New round of projects for visualizing the brain in action.
NIH.gov (October 1, 2015) — The National Institutes of Health announced its second wave of grants to support the goals of the Brain Research through Advancing Innovative Neurotechnologies (BRAIN) Initiative, bringing the NIH investment to $85 million in fiscal year 2015.
Sixty-seven new awards, totaling more than $38 million, will go to 131 investigators working at 125 institutions in the United States and eight other countries. These awards expand NIH’s efforts to develop new tools and technologies to understand neural circuit function and capture a dynamic view of the brain in action. Projects include proposals to develop soft self-driving electrodes, ultrasound methods for measuring brain activity and the use of deep brain stimulation to treat traumatic brain injuries.

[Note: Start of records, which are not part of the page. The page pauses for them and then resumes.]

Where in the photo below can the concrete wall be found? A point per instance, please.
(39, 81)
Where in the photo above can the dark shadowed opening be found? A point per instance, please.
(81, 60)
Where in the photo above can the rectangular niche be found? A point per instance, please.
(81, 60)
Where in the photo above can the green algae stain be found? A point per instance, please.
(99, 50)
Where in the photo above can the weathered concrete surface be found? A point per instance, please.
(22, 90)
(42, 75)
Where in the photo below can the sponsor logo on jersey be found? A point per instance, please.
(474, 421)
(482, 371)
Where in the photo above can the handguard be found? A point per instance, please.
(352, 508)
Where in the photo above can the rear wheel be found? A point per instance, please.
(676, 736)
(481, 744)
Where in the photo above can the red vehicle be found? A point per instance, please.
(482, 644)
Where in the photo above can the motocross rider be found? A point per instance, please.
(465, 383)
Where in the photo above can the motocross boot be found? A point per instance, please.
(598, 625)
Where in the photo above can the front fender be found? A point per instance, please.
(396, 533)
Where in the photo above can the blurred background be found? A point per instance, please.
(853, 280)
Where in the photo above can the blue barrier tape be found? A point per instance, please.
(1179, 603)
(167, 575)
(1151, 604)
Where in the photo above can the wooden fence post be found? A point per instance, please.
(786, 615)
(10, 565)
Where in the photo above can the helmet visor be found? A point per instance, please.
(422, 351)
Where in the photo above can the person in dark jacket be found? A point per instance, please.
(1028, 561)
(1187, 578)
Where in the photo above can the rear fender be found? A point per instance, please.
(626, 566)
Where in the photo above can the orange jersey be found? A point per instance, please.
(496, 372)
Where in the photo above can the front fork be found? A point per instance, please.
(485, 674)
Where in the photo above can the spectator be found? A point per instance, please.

In 2014, President Obama launched the BRAIN Initiative as a large-scale effort to equip researchers with fundamental insights necessary for treating a wide variety of brain disorders like Alzheimer’s, schizophrenia, autism, epilepsy, and traumatic brain injury. These new tools and this deeper understanding will ultimately catalyze new treatments and cures for devastating brain disorders and diseases that are estimated by the World Health Organization to affect more than one billion people worldwide.
Planning for the NIH component of the BRAIN initiative is guided by the long-term scientific plan, BRAIN 2025: A Scientific Vision that details seven high priority research areas. Last year NIH awarded $46 million to BRAIN Initiative research.
For a list of the new grants and more information about the BRAIN Initiative, please visit: http://www.braininitiative.nih.gov.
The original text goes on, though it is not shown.